Using the GetProcessList function of the sapcontrol utility, it can be seen that the indexserver and hdbxseengine have failover over and are now starting on the standby node.
13.07.2020 05:17:39 GetProcessList OK name, description, dispstatus, textstatus, starttime, elapsedtime, pid hdbdaemon, HDB Daemon, YELLOW, Initializing, 2020 07 13 05:01:49, 0:15:50, 6803 hdbcompileserver, HDB Compileserver, GREEN, Running, 2020 07 13 05:01:53, 0:15:46, 6863 hdbnameserver, HDB Nameserver, GREEN, Running, 2020 07 13 05:01:49, 0:15:50, 6821 hdbpreprocessor, HDB Preprocessor, GREEN, Running, 2020 07 13 05:01:53, 0:15:46, 6866 hdbwebdispatcher, HDB Web Dispatcher, GREEN, Running, 2020 07 13 05:01:54, 0:15:45, 6916 hdbindexserver, HDB Indexserver-SH1, YELLOW, Initializing, 2020 07 13 05:17:32, 0:00:07, 17024 hdbxsengine, HDB XSEngine-SH1, YELLOW, Initializing, 2020 07 13 05:17:32, 0:00:07, 17027
Manual System Failover for ActiveDR
The SAP HANA environment is configured as follows:
|
![]() |
For both Scale Up and Scale Out the initial configuration is the same as the configuration for ActiveCluster with the following exceptions :
- A different SID can be used on the source and target systems.
- There are no preffered paths and the world wide names of the volumes will be different on Array 1 and Array 2. For Scale Out Scenarios the Storage section of the global.ini file will need to be updated with the correct volume names.
- To bring the SAP HANA instance up on the target array for failover or migration the following steps must be followed :
1. Stop the Source SAP HANA System
/usr/sap/hostctrl/exe/sapcontrol -nr <instance number> -function Stop
Wait until the instances have stopped on each system by using the following command:
/usr/sap/hostctrl/exe/sapcontrol -nr <instance number> -function GetProcessList
2. Unmount the log and data volumes
For a Scale Out environment each node should be checked to ensure no volumes are mounted.
umount <path to volume>
3. Demote the Source array POD
Do not demote the POD until all volumes in the POD have been unmounted from the operating system
On the source array execute the following :
purepod demote --quiesce <POD NAME>
Wait until the POD is listed as "demoted" on the source array before continuing.
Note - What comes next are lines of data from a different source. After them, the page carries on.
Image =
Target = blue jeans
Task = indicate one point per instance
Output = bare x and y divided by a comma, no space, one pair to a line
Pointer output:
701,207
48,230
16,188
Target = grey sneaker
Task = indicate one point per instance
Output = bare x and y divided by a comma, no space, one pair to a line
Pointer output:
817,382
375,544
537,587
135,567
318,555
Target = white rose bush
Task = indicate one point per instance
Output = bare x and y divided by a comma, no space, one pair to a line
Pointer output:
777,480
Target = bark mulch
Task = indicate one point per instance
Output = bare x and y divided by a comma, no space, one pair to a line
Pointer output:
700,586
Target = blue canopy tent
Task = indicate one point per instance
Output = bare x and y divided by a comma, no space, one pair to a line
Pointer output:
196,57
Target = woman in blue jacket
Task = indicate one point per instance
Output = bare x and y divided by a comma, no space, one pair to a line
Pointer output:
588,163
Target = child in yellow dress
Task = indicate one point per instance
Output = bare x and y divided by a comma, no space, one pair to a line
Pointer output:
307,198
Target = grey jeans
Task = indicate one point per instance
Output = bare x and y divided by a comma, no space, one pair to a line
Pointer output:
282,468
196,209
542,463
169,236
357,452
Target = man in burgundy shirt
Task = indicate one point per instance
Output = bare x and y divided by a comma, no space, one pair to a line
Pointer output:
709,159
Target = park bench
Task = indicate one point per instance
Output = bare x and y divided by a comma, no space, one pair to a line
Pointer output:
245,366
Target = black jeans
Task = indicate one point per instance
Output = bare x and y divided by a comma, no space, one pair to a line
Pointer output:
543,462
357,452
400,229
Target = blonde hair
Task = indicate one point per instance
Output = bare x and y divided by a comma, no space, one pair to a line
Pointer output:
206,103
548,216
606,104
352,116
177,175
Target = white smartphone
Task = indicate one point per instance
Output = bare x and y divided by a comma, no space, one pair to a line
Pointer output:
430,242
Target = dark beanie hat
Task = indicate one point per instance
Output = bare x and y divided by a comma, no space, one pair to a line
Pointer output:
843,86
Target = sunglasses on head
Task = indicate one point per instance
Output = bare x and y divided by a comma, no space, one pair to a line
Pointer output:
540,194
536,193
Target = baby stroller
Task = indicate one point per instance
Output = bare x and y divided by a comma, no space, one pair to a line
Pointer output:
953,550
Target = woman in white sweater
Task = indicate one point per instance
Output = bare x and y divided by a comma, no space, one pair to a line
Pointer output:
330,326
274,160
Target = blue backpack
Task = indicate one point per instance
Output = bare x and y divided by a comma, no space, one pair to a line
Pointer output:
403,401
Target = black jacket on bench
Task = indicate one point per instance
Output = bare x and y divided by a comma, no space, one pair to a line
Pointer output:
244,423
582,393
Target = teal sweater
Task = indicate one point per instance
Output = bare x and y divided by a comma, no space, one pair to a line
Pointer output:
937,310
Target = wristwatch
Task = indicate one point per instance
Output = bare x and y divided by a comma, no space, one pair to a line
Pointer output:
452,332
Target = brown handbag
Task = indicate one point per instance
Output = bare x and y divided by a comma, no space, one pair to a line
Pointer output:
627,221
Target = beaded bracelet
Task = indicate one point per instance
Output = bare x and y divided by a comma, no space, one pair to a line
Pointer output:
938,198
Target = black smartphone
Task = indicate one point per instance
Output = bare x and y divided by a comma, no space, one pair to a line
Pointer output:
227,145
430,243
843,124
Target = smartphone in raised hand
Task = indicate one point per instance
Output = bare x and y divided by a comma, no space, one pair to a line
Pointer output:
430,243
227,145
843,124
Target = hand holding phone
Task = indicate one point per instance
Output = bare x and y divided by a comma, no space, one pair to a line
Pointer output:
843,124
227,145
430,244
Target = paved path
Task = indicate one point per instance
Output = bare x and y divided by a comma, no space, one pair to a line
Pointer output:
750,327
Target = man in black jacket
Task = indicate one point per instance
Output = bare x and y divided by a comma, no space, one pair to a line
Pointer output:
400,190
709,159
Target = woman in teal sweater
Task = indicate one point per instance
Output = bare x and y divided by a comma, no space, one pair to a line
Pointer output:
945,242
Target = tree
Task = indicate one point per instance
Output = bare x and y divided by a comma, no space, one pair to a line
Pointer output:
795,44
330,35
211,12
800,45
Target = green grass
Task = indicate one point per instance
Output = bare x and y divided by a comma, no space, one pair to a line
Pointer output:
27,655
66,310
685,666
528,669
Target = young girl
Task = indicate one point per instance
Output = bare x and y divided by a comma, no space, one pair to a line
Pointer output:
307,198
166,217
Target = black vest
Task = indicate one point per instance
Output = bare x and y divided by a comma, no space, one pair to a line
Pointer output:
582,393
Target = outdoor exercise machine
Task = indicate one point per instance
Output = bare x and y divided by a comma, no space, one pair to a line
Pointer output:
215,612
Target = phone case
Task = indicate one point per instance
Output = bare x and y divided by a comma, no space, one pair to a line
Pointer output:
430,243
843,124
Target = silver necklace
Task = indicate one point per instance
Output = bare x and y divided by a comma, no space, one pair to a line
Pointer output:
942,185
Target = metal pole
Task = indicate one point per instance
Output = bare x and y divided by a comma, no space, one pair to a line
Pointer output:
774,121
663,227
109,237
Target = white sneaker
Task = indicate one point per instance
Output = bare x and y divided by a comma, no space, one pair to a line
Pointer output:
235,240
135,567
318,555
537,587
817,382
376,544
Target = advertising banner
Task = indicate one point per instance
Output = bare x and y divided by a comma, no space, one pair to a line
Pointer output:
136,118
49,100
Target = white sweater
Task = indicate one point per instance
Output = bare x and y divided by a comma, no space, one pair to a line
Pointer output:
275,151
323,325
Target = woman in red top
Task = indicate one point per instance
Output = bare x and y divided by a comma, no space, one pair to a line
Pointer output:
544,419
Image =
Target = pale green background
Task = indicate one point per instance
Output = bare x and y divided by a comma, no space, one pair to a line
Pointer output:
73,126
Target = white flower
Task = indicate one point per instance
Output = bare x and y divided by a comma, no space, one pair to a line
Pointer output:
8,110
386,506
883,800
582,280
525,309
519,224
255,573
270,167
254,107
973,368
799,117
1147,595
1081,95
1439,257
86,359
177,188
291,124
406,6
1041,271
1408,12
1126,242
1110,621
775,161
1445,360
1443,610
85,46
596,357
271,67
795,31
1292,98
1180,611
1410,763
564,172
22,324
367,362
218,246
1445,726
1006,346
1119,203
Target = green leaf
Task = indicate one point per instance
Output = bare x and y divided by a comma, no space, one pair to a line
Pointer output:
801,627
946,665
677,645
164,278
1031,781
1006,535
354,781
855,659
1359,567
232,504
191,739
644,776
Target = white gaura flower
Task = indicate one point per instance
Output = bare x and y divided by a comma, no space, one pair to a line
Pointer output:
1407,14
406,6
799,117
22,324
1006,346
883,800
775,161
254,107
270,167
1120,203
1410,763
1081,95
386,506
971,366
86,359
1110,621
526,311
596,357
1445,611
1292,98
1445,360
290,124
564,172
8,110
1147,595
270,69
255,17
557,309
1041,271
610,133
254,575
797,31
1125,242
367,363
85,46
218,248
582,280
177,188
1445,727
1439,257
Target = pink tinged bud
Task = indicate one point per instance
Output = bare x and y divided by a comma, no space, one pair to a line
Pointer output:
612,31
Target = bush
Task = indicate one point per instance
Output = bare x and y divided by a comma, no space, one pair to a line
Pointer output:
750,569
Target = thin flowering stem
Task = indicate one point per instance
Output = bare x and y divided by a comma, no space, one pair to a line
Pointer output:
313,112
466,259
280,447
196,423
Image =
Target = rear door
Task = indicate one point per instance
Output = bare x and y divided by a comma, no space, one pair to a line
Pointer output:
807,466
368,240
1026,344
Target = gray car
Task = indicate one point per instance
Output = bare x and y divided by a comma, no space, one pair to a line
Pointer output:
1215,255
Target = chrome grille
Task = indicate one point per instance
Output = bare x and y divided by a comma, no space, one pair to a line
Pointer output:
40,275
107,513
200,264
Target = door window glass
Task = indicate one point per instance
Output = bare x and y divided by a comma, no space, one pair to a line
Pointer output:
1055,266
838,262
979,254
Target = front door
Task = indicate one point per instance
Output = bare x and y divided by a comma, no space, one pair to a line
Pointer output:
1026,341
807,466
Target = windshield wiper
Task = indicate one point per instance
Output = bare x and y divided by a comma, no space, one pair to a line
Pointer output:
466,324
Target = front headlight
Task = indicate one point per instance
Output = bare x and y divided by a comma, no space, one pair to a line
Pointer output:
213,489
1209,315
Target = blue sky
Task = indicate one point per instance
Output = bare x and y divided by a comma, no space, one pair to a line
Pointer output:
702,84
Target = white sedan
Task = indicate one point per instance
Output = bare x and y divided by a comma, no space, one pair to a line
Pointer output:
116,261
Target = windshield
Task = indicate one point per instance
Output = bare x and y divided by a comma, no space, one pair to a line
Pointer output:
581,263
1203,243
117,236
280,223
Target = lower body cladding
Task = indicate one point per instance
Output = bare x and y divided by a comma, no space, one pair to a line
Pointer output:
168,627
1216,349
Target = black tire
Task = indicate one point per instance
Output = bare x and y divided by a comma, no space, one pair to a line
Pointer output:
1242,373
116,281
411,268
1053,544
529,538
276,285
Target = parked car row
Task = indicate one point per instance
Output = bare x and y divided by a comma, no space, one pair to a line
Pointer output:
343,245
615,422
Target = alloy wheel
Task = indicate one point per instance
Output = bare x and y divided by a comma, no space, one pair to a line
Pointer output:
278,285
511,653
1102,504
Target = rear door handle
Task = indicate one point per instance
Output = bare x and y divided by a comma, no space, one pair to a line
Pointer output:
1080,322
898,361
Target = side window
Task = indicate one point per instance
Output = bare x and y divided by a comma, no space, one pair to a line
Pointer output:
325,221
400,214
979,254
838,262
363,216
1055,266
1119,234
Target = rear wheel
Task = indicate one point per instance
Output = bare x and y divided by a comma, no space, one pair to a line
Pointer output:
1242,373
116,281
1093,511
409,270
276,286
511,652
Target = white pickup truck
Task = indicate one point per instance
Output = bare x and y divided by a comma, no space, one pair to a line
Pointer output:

4. Promote the Target array POD
On the target array execute the following :
purepod promote <POD NAME>
5. Connect the log and data volumes to the target system(s) , mount them to the relevant SAP HANA volume locations (Scale Up) or update the global.ini file as set out in the Scale Out Failover Process , Step 2 (Scale Out) and then start the instance.